In a group therapy session recently, the subject of hope was brought up. We were asked to talk about if we had it, and what we could do to bring more of it into our lives. I thought about that for a long time, and came away with this answer. There are days when I have no hope, where I am convinced that this is what my life will be for the rest of my days, the dark pushing in with no rhyme or reason, and me just barely surviving it. Those days come and those days go. But every day, I have Hope. I have a Hope that, though this feels unbearable at times, it is just a blip in eternity, and that regardless of how this plays out or if I ever find freedom from depression, the last chapter reads the same. It is a Hope unaffected by the amount of tears I shed, or the amount of hours I sleep to dull the pain. It is a Hope that can never be scared off by the thoughts that play in my head, because it has seen worse and prevailed. It is a Hope that has nothing to do with me, and everything to do with Him. 

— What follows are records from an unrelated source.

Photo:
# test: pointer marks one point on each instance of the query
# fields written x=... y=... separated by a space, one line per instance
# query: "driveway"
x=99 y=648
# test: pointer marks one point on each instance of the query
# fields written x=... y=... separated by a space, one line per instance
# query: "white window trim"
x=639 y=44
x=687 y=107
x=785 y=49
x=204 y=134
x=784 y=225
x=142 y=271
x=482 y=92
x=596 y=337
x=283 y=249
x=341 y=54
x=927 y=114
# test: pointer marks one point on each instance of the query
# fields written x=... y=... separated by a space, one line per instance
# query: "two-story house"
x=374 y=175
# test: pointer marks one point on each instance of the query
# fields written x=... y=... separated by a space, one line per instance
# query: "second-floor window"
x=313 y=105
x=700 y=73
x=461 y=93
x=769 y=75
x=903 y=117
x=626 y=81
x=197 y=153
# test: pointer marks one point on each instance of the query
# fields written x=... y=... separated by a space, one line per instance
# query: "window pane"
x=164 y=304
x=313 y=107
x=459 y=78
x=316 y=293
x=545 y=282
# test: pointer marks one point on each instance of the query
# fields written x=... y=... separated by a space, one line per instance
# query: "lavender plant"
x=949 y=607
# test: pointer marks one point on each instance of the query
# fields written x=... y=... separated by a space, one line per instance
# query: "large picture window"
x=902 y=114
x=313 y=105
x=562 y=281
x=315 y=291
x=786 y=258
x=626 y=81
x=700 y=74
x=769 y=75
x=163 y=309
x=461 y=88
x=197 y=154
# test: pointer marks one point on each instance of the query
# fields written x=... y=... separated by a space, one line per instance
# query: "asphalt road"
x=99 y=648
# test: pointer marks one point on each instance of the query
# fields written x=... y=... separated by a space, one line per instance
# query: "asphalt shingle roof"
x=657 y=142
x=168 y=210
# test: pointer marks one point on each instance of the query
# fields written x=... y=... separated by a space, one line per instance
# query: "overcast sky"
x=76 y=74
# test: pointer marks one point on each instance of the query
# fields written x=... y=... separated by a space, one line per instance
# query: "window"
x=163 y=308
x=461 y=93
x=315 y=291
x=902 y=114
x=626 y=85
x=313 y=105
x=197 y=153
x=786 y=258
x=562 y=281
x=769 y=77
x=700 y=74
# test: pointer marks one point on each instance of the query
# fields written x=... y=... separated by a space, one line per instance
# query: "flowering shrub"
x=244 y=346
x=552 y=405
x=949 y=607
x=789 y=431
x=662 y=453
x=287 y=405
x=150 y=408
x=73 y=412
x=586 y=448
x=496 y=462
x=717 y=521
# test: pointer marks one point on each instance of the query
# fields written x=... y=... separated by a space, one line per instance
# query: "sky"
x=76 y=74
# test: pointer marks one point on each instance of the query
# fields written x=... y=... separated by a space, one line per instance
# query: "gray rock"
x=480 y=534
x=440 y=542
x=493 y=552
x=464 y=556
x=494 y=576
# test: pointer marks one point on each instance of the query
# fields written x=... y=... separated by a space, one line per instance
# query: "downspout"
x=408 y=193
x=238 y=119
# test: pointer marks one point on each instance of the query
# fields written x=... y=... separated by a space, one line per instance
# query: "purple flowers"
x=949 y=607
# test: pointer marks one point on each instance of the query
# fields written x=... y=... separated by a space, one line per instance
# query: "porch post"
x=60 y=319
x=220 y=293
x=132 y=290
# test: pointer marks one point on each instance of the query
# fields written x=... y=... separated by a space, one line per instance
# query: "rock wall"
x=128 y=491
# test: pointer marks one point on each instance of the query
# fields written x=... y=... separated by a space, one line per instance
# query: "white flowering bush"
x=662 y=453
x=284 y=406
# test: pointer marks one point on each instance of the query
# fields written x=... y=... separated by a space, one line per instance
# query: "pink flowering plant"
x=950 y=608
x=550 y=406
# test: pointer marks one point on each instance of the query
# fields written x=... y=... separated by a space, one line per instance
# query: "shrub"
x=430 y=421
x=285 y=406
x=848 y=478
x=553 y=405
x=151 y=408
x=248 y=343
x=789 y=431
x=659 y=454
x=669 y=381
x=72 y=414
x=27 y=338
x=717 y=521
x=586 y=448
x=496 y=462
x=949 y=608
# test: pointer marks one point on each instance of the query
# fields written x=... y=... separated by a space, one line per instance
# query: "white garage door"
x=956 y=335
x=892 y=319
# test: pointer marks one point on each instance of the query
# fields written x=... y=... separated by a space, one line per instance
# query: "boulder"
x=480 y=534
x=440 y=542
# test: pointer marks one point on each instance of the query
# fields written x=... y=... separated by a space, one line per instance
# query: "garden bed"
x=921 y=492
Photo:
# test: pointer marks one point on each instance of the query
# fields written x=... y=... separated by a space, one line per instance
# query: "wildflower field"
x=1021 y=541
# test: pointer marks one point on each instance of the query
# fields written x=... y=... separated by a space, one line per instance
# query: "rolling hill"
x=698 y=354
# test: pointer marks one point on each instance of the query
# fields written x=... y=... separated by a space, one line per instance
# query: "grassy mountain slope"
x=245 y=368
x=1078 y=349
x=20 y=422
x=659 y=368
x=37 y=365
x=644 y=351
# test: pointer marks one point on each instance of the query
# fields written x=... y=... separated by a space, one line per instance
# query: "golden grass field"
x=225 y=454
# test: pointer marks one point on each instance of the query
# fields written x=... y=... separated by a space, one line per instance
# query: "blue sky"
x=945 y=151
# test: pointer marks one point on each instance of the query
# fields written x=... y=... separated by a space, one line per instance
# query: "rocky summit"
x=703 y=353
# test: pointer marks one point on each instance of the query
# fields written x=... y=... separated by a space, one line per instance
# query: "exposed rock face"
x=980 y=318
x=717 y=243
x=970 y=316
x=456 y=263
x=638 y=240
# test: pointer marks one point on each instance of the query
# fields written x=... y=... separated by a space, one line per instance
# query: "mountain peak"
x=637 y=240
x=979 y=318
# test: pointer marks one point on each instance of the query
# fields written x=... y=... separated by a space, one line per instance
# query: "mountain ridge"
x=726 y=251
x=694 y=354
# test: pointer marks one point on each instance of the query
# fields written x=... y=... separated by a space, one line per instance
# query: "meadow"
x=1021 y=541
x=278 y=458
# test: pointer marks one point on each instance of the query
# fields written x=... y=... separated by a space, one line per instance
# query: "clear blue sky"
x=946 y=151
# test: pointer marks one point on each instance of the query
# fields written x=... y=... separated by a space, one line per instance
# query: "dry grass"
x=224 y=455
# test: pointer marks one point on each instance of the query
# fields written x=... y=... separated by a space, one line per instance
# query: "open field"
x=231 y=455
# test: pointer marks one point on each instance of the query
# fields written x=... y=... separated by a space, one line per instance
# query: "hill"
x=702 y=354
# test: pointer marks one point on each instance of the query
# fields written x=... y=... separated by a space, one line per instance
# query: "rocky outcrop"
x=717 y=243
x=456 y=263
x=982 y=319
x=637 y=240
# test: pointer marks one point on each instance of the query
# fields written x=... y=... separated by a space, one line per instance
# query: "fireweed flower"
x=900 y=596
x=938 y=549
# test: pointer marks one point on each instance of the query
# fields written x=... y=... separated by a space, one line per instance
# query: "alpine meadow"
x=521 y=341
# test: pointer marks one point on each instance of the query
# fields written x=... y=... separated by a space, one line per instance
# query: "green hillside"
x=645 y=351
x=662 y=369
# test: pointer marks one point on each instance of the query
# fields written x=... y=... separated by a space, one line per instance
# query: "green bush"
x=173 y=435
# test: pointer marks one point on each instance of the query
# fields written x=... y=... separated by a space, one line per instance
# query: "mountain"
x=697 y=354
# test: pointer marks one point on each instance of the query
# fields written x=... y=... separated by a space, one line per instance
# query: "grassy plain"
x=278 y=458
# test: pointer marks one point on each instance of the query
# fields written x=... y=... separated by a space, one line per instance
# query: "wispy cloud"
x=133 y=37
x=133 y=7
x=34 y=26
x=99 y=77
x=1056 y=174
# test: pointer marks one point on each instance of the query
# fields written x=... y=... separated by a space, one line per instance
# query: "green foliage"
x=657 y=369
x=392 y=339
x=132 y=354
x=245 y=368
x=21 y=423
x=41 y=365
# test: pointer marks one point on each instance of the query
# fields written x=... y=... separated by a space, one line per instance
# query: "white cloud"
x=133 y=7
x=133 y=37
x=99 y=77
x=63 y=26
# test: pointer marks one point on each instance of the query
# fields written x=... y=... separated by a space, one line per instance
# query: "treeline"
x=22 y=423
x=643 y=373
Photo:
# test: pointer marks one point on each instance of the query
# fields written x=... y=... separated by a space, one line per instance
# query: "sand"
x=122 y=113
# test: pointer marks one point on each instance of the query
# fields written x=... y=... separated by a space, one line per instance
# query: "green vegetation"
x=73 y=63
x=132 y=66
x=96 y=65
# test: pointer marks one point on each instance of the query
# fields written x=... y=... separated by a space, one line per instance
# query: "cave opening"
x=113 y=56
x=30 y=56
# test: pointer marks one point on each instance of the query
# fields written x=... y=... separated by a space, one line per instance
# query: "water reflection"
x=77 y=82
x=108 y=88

One of the most debilitating things for my own personal depression was the isolation, so if you are reading this and are currently experiencing depression or have and never sought help, I encourage you to start here: Pray. Tell God of your suffering, and then tell a trusted friend or family member. We were promised suffering, yes, but we were never promised isolation. We were promised a body with which to mourn and to rejoice. Let those around you help you. And on the days when you can do no more than that, rest easy, for the biggest work has already been done.